Charlotte Korte, of New Zealand surgical mesh advocacy group Mesh Down Under, says the latest 60 minutes revelations add further disappointment and heartbreak for hundreds of mesh-injured locals. So far, at least 900 injury claims associated with the products have been lodged with ACC. Injury payouts have cost about $13 million.
The situation could have been avoided, and should have been addressed years ago, Korte says.
“In 2014, we were one of the first ones in the world to submit evidence to our Government and Health Select Committee regarding a written caution from the plastics company Phillips Sumika [the Chevron Phillips subsidiary], which stated that its Marlex material should not be used in the human body.
“We included documentation – a 2008 Material Safety Data sheet which had a detailed warning that clearly stated: ‘Do not use this Phillips Sumika Polypropylene Company material in medical applications involving permanent implantation in the human body or permanent contact with internal body fluids or tissues’.”
Korte says the group also alerted Medsafe to the resin issue in 2016, “but nothing came of it”.
Medsafe, which is unable to confirm the number of Boston Scientific devices in New Zealand, says allegations like those outlined in the 60 minutes report are always concerning.
The agency checked with Boston Scientific two years ago over the allegations surrounding its mesh products.
“Boston Scientific’s response provided comprehensive information about the testing of the polypropylene material that had been used to make mesh the company had distributed,” spokesman Chris James says.
“Information included physical and chemical testing which was aimed at ensuring the material met or exceeded the specifications of previous batches of material and that it was safe to use. ”
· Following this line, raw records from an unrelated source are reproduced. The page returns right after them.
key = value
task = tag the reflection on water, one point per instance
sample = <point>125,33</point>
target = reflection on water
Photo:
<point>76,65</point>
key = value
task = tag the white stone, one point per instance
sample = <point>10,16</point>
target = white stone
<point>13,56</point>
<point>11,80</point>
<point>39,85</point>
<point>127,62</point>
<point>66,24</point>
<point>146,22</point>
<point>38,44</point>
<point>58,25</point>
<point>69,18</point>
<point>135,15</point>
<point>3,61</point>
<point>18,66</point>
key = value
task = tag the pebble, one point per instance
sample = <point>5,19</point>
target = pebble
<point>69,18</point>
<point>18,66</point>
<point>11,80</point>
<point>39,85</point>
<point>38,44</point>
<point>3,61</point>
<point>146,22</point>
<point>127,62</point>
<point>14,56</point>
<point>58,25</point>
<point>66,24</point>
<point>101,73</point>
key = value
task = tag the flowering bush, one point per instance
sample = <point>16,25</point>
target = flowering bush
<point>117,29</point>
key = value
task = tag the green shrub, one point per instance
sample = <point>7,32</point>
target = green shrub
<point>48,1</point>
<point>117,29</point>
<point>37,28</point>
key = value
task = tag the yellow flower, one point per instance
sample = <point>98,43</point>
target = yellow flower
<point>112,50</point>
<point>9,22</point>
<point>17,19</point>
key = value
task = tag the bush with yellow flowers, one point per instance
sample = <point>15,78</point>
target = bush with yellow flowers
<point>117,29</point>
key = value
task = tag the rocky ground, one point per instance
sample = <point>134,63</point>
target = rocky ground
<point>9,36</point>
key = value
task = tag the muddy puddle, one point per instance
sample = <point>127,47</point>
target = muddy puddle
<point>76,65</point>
In total, five adverse event reports involving Boston Scientific mesh products have been logged with Medsafe.
Korte, who as part of Mesh Down Under continues to lobby for an official surgical mesh register, points out any official figures are unlikely to provide a comprehensive picture of what is happening.
“There are no systems in place for the Ministry of Health to identify who has been implanted with a surgical mesh device, so it is not possible to know which patients will be affected,” she says.
“The fact that patients cannot be identified or monitored more closely when problems surface is extremely worrying, especially if these devices are designed to be permanent and in the case of surgical mesh, difficult to remove.”